With the proliferation of spatio-textual data, Top-k KNN spatial keyword queries (TkQs), which return a list of objects based on a ranking function that considers both spatial and textual relevance, have found many real-life applications. To efficiently handle TkQs, many indexes have been developed, but the effectiveness of TkQ is limited. To improve effectiveness, several deep learning models have recently been proposed, but they suffer severe efficiency issues and there are no efficient indexes specifically designed to accelerate the top-k search process for these deep learning models. To tackle these issues, we consider embedding based spatial keyword queries, which capture the semantic meaning of query keywords and object descriptions in two separate embeddings to evaluate textual relevance. Although various models can be used to generate these embeddings, no indexes have been specifically designed for such queries. To fill this gap, we propose LIST, a novel machine learning based Approximate Nearest Neighbor Search index that Learns to Index the Spatio-Textual data. LIST utilizes a new learning-to-cluster technique to group relevant queries and objects together while separating irrelevant queries and objects. There are two key challenges in building an effective and efficient index, i.e., the absence of high-quality labels and the unbalanced clustering results. We develop a novel pseudo-label generation technique to address the two challenges. Additionally, we introduce a learning based spatial relevance model that can integrates with various text relevance models to form a lightweight yet effective relevance for reranking objects retrieved by LIST.

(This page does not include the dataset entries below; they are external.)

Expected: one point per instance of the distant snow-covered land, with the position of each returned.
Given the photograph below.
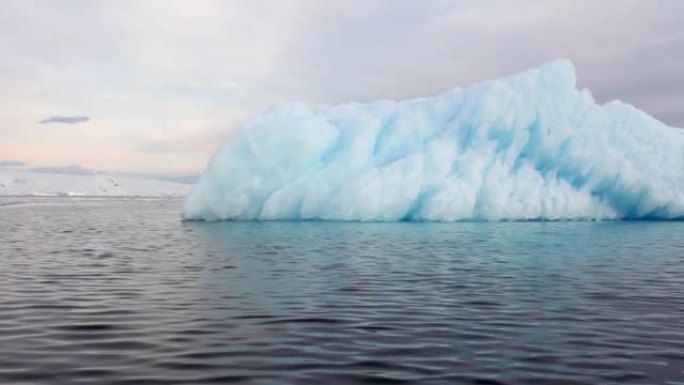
(19, 182)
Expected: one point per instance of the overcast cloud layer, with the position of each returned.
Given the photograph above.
(169, 80)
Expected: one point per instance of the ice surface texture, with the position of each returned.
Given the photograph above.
(530, 146)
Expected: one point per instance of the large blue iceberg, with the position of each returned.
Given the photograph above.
(530, 146)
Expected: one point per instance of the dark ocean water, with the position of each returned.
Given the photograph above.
(114, 291)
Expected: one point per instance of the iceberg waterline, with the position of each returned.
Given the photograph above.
(530, 146)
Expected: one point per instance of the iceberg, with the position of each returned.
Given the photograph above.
(527, 147)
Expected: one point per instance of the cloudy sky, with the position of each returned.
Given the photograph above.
(154, 86)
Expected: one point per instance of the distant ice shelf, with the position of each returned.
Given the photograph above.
(27, 183)
(530, 146)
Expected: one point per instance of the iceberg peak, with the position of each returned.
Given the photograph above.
(529, 146)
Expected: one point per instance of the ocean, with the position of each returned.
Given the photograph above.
(121, 291)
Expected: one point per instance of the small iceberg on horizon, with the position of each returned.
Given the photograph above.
(526, 147)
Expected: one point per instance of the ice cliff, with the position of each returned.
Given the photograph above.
(530, 146)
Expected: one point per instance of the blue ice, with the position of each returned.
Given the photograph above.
(529, 146)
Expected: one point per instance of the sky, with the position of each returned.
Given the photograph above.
(156, 86)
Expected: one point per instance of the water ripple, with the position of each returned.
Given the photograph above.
(122, 292)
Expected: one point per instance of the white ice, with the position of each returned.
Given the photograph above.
(530, 146)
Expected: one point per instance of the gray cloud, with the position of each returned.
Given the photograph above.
(65, 120)
(12, 163)
(219, 63)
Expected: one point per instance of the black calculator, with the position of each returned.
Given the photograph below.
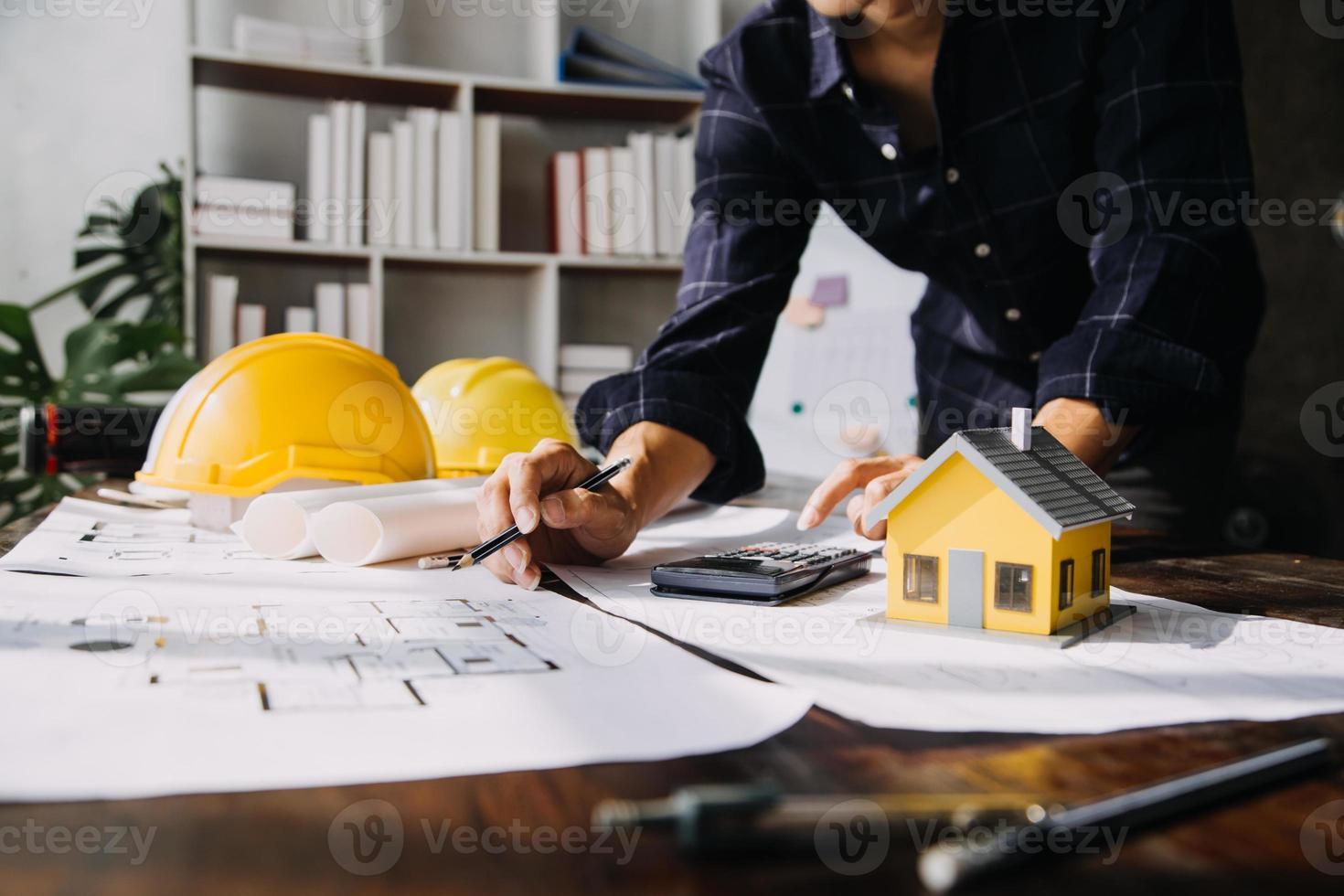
(763, 574)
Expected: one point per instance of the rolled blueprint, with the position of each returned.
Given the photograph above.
(391, 528)
(276, 526)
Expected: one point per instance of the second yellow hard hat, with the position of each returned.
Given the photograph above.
(480, 411)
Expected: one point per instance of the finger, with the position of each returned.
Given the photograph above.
(855, 512)
(874, 495)
(583, 509)
(495, 516)
(551, 465)
(526, 475)
(848, 475)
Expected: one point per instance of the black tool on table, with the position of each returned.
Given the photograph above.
(760, 574)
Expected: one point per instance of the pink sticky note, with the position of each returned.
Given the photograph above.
(831, 292)
(803, 314)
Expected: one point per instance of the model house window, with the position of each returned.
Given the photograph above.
(1066, 584)
(1014, 587)
(921, 579)
(1098, 572)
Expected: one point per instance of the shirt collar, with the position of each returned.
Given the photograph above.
(828, 59)
(829, 62)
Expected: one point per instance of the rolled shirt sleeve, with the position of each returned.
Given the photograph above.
(749, 231)
(1178, 289)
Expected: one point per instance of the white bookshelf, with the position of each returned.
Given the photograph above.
(249, 119)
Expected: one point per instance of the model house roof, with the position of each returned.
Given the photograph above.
(1046, 480)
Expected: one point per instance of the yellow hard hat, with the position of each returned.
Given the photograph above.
(483, 410)
(288, 407)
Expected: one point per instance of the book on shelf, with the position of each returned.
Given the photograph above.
(683, 192)
(329, 304)
(583, 364)
(251, 323)
(574, 382)
(425, 157)
(360, 316)
(488, 146)
(566, 203)
(220, 315)
(597, 195)
(621, 203)
(243, 192)
(339, 191)
(593, 57)
(266, 37)
(451, 218)
(382, 197)
(632, 200)
(319, 177)
(666, 208)
(592, 357)
(300, 320)
(645, 195)
(357, 202)
(265, 225)
(403, 185)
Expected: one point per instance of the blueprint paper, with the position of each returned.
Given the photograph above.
(203, 669)
(1169, 664)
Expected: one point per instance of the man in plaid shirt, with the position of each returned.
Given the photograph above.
(1066, 174)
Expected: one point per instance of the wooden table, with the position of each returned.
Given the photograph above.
(272, 841)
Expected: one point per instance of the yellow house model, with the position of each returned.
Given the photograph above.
(1001, 529)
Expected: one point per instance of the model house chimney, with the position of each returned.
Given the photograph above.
(1021, 429)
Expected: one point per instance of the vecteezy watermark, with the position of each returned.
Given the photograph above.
(374, 19)
(1323, 420)
(125, 627)
(1326, 17)
(852, 420)
(1100, 208)
(605, 640)
(136, 12)
(1029, 840)
(89, 840)
(368, 838)
(858, 19)
(368, 420)
(1095, 209)
(1323, 838)
(761, 629)
(123, 208)
(852, 837)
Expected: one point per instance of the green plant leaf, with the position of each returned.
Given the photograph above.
(22, 369)
(126, 254)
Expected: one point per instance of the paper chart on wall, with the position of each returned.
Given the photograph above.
(1169, 664)
(187, 680)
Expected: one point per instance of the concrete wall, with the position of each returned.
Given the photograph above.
(93, 97)
(1295, 96)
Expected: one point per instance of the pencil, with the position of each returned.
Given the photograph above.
(948, 865)
(511, 535)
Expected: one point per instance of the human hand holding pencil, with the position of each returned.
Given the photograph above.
(565, 511)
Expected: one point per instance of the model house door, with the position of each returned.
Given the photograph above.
(966, 589)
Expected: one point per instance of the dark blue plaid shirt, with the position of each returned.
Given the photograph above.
(1072, 219)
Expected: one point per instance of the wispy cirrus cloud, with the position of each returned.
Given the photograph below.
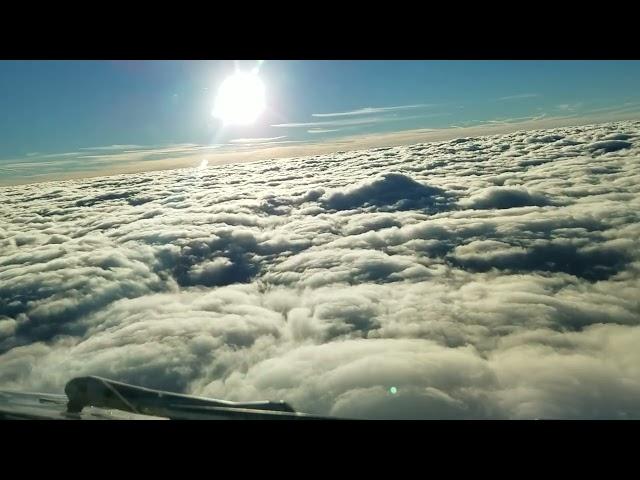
(370, 110)
(257, 140)
(325, 130)
(356, 121)
(519, 96)
(334, 123)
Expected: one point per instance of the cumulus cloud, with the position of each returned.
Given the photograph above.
(482, 277)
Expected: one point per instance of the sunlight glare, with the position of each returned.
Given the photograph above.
(240, 99)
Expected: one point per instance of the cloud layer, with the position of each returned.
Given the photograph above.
(486, 277)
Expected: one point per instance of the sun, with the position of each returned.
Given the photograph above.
(240, 99)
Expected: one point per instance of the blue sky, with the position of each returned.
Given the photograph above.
(50, 108)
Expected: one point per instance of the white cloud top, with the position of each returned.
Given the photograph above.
(487, 277)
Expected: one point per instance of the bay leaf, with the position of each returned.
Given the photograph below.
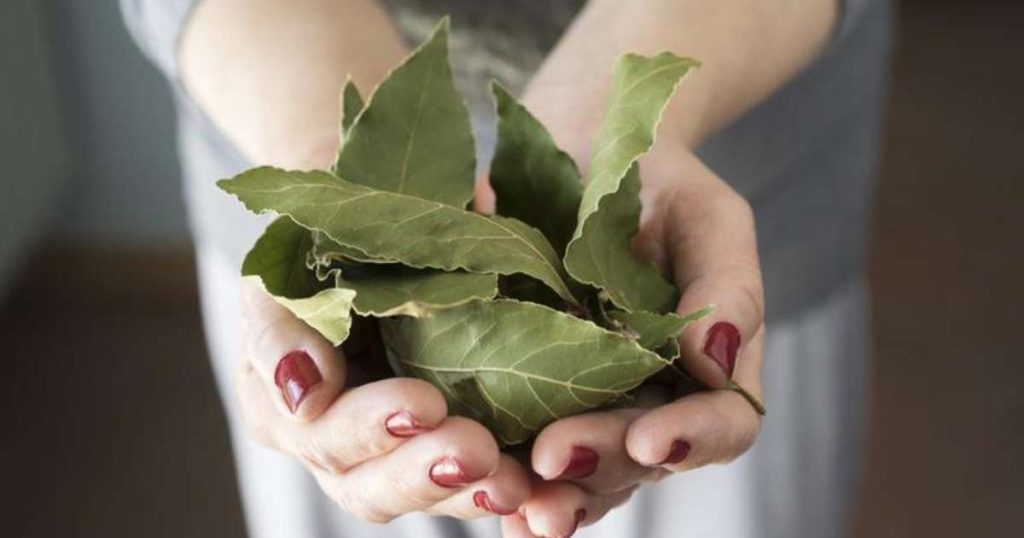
(654, 331)
(397, 290)
(351, 106)
(278, 261)
(414, 135)
(412, 231)
(516, 366)
(329, 312)
(534, 180)
(326, 251)
(599, 252)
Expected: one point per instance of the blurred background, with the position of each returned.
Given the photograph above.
(111, 423)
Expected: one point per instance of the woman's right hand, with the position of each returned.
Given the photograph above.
(379, 450)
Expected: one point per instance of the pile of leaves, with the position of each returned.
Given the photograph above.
(519, 319)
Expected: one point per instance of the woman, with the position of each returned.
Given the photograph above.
(782, 119)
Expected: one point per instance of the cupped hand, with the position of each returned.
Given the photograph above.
(379, 449)
(700, 232)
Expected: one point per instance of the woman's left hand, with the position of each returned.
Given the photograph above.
(701, 232)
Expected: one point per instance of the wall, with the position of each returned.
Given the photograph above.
(125, 189)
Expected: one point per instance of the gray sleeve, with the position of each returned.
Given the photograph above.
(850, 12)
(156, 26)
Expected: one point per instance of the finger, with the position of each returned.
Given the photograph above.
(484, 200)
(558, 508)
(419, 473)
(590, 450)
(365, 422)
(704, 427)
(711, 239)
(515, 526)
(500, 494)
(297, 365)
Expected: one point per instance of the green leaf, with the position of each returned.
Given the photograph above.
(351, 106)
(415, 232)
(599, 252)
(516, 366)
(329, 312)
(534, 180)
(278, 261)
(414, 136)
(326, 251)
(396, 290)
(654, 331)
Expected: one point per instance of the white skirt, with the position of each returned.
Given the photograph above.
(798, 481)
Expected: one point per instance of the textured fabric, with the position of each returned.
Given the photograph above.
(805, 160)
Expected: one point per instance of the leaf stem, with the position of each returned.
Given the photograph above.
(751, 399)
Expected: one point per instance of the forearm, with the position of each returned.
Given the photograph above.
(268, 72)
(749, 48)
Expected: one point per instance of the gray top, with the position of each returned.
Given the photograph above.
(805, 158)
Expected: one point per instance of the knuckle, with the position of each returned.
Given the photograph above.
(421, 395)
(312, 450)
(255, 425)
(350, 500)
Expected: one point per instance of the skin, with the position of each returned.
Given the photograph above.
(267, 73)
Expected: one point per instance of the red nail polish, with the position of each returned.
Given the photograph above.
(448, 472)
(482, 501)
(295, 375)
(403, 424)
(677, 452)
(583, 462)
(580, 514)
(721, 345)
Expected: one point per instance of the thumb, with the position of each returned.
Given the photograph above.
(299, 368)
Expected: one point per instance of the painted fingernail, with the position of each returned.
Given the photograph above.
(403, 424)
(448, 472)
(296, 375)
(583, 462)
(580, 514)
(482, 501)
(677, 452)
(721, 345)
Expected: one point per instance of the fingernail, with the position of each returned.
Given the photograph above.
(482, 501)
(448, 472)
(721, 345)
(403, 424)
(677, 452)
(295, 375)
(583, 462)
(580, 514)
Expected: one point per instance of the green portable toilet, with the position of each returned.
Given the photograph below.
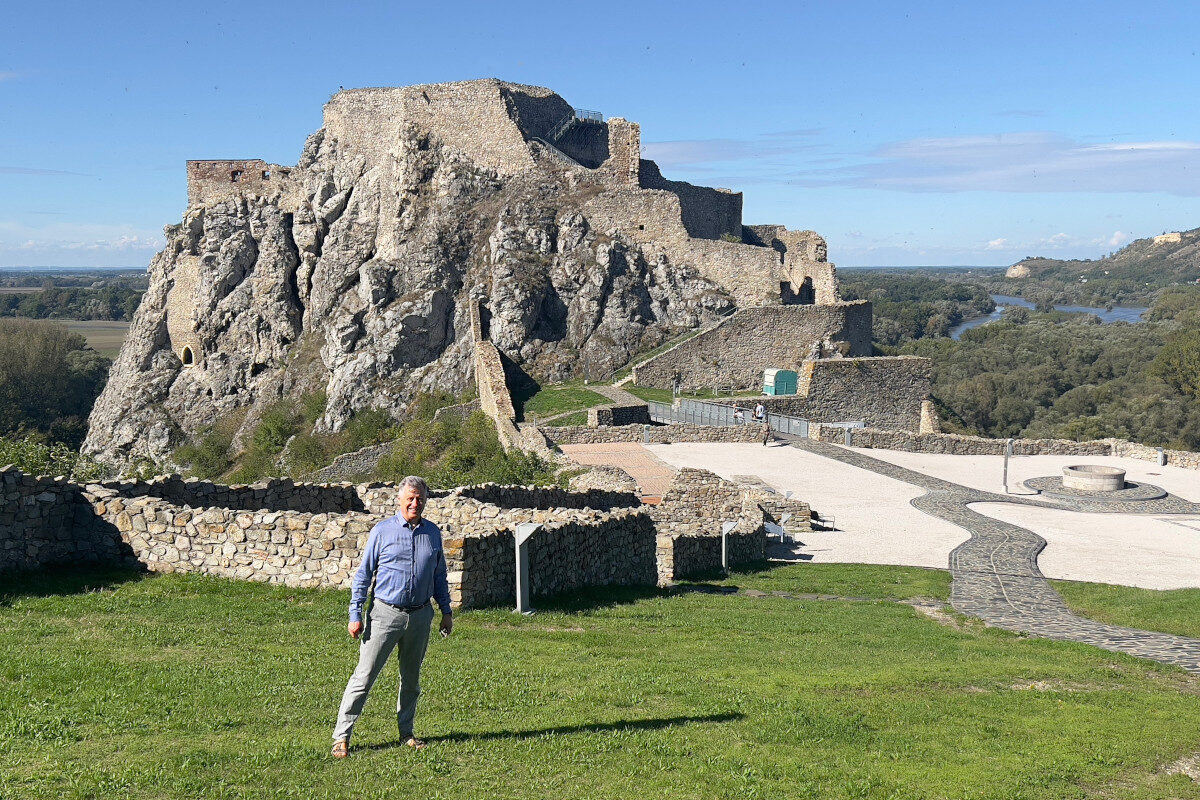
(779, 382)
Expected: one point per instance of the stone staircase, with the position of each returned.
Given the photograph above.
(678, 342)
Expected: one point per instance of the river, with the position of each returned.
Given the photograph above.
(1119, 313)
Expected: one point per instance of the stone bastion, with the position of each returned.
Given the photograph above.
(312, 534)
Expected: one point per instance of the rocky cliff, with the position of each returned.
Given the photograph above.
(1171, 257)
(353, 271)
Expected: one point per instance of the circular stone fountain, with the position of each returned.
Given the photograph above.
(1091, 477)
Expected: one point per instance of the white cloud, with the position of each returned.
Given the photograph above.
(1020, 162)
(76, 244)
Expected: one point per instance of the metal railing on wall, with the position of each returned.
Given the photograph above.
(701, 413)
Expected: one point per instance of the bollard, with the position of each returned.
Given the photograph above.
(725, 543)
(521, 537)
(1008, 452)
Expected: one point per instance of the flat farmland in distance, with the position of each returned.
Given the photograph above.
(102, 335)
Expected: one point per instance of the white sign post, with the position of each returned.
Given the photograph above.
(725, 543)
(523, 531)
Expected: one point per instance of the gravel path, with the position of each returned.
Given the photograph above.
(995, 572)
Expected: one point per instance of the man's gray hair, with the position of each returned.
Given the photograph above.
(418, 483)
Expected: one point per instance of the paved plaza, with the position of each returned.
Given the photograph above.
(952, 511)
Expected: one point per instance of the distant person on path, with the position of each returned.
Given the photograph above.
(402, 566)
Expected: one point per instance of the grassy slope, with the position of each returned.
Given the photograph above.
(556, 400)
(179, 686)
(1170, 612)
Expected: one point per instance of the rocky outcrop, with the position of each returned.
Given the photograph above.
(1169, 256)
(354, 271)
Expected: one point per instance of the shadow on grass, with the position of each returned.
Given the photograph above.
(600, 727)
(65, 581)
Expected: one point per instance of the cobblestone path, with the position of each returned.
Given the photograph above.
(995, 573)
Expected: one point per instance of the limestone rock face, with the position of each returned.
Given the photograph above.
(1017, 271)
(353, 274)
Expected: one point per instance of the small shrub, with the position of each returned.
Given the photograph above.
(33, 456)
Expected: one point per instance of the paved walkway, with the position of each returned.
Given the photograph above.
(652, 475)
(995, 572)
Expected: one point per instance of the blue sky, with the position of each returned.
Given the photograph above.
(937, 133)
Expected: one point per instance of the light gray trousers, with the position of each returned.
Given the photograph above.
(387, 630)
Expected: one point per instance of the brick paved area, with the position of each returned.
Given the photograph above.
(652, 475)
(995, 572)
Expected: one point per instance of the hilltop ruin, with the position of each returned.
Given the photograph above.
(355, 270)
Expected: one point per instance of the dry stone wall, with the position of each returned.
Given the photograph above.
(960, 445)
(655, 434)
(592, 537)
(753, 340)
(618, 414)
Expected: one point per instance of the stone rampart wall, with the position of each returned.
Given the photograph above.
(754, 340)
(471, 118)
(706, 212)
(883, 392)
(46, 521)
(653, 218)
(214, 181)
(657, 434)
(353, 465)
(618, 414)
(549, 497)
(960, 445)
(595, 537)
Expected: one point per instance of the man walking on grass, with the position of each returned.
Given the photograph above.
(405, 564)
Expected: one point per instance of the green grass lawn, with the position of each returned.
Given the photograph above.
(574, 417)
(1170, 612)
(556, 400)
(184, 686)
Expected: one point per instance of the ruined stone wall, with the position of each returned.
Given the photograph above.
(493, 391)
(214, 181)
(960, 445)
(689, 525)
(706, 212)
(882, 391)
(658, 434)
(181, 304)
(753, 340)
(1185, 458)
(351, 467)
(46, 521)
(653, 218)
(471, 118)
(618, 414)
(624, 152)
(549, 497)
(810, 277)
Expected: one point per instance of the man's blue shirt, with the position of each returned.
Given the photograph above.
(407, 564)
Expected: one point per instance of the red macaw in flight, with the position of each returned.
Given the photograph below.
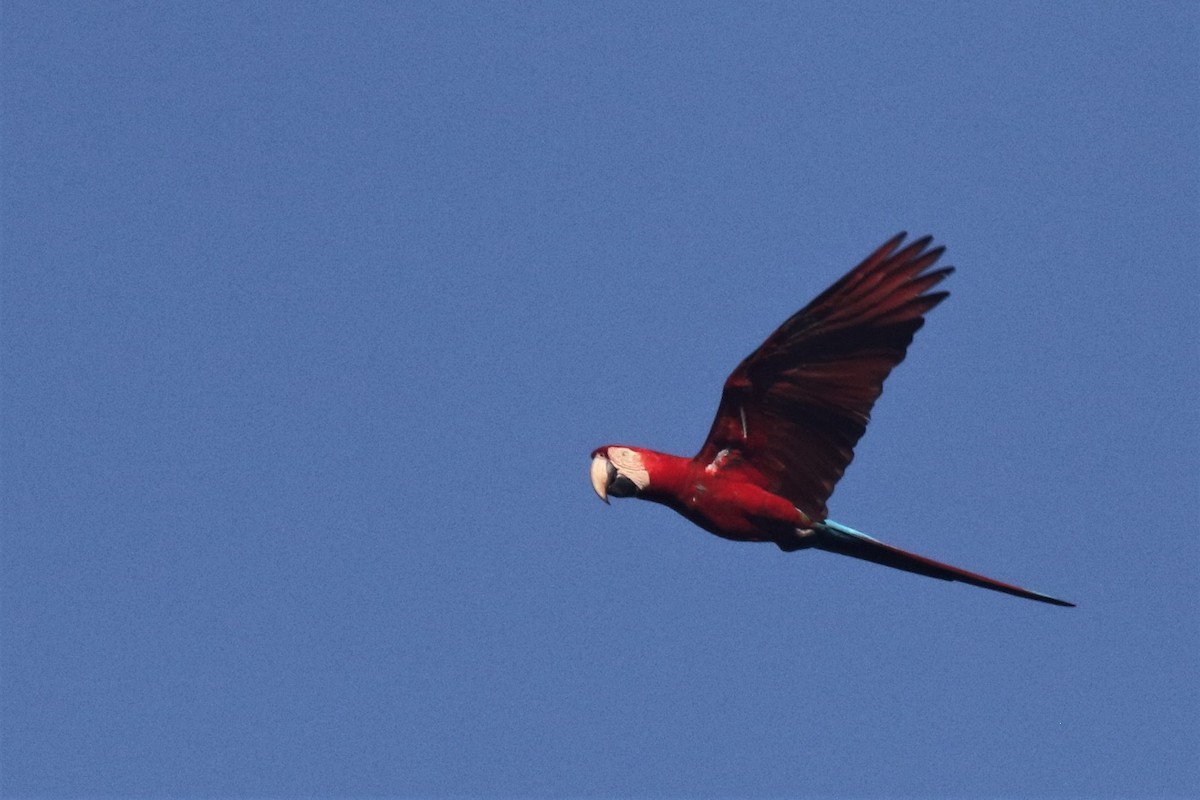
(791, 415)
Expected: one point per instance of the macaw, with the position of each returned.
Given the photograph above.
(790, 416)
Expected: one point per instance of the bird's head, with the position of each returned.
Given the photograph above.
(618, 471)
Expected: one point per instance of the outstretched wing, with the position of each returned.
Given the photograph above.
(796, 407)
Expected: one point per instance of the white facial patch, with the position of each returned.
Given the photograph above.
(629, 464)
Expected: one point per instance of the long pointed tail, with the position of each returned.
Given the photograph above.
(835, 537)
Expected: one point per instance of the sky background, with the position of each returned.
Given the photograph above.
(311, 314)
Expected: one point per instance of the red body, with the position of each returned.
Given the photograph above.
(790, 416)
(725, 497)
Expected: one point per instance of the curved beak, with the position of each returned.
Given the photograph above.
(603, 473)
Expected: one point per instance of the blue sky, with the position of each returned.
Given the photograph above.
(312, 313)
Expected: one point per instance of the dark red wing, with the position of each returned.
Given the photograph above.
(796, 407)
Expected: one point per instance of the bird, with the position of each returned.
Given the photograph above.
(790, 416)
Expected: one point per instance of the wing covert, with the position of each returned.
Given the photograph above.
(796, 407)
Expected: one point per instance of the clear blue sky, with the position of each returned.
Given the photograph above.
(312, 313)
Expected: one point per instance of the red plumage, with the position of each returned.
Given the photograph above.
(791, 414)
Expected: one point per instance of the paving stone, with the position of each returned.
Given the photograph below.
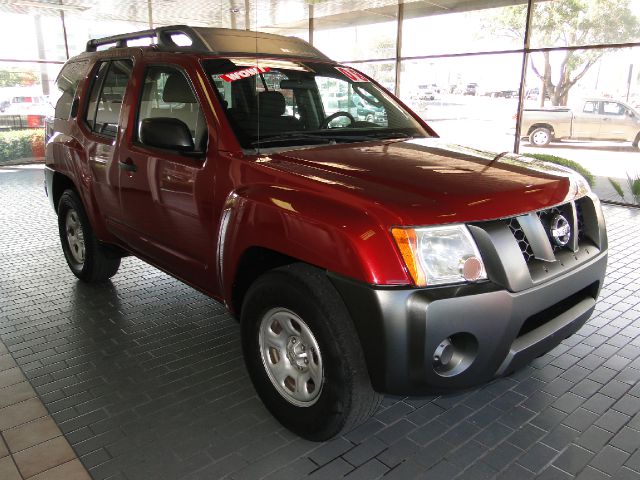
(44, 456)
(591, 473)
(398, 452)
(20, 413)
(8, 470)
(502, 455)
(609, 459)
(370, 470)
(580, 419)
(612, 420)
(515, 472)
(32, 433)
(627, 474)
(573, 459)
(364, 452)
(627, 439)
(330, 450)
(537, 457)
(334, 469)
(594, 438)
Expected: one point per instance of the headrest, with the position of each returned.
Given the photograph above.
(271, 104)
(177, 90)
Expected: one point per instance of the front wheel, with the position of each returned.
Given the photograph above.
(540, 137)
(89, 260)
(303, 353)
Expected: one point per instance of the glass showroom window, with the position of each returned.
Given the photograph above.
(464, 32)
(36, 36)
(377, 41)
(464, 101)
(595, 122)
(383, 72)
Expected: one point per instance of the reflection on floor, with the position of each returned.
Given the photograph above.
(145, 379)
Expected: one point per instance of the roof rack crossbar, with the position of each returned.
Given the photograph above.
(163, 35)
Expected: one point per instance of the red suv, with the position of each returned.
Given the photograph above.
(359, 256)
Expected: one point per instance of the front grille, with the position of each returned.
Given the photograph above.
(523, 243)
(545, 217)
(580, 220)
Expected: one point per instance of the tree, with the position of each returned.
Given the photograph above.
(17, 78)
(566, 23)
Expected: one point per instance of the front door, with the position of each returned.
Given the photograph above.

翻译：随着时空文本数据的激增，Top-k KNN空间关键词查询（TkQs）——基于同时考虑空间相关性和文本相关性的排序函数返回对象列表——已在众多现实应用中得到使用。为高效处理TkQs，已有多种索引被开发出来，但TkQ的检索效果有限。为提高效果，近期已有若干深度学习模型被提出，但它们存在严重的效率问题，且目前没有专门为加速这些深度学习模型的Top-k搜索过程而设计的高效索引。为解决这些问题，我们研究基于嵌入的空间关键词查询，该查询通过两个独立的嵌入捕获查询关键词和对象描述的语义信息以评估文本相关性。尽管可以使用多种模型来生成这些嵌入，但目前尚无专门为此类查询设计的索引。为填补这一空白，我们提出LIST，一种新颖的基于机器学习的近似最近邻搜索索引，它学习对时空文本数据进行索引。LIST采用一种新的学习聚类技术，将相关的查询和对象聚集在一起，同时分离不相关的查询和对象。构建一个高效且有效的索引面临两个关键挑战，即高质量标签的缺失和聚类结果的不平衡。我们开发了一种新颖的伪标签生成技术以应对这两个挑战。此外，我们引入了一种基于学习的空间相关性模型，该模型可与多种文本相关性模型集成，形成一个轻量级但有效的相关性评分，用于对LIST检索到的对象进行重排序。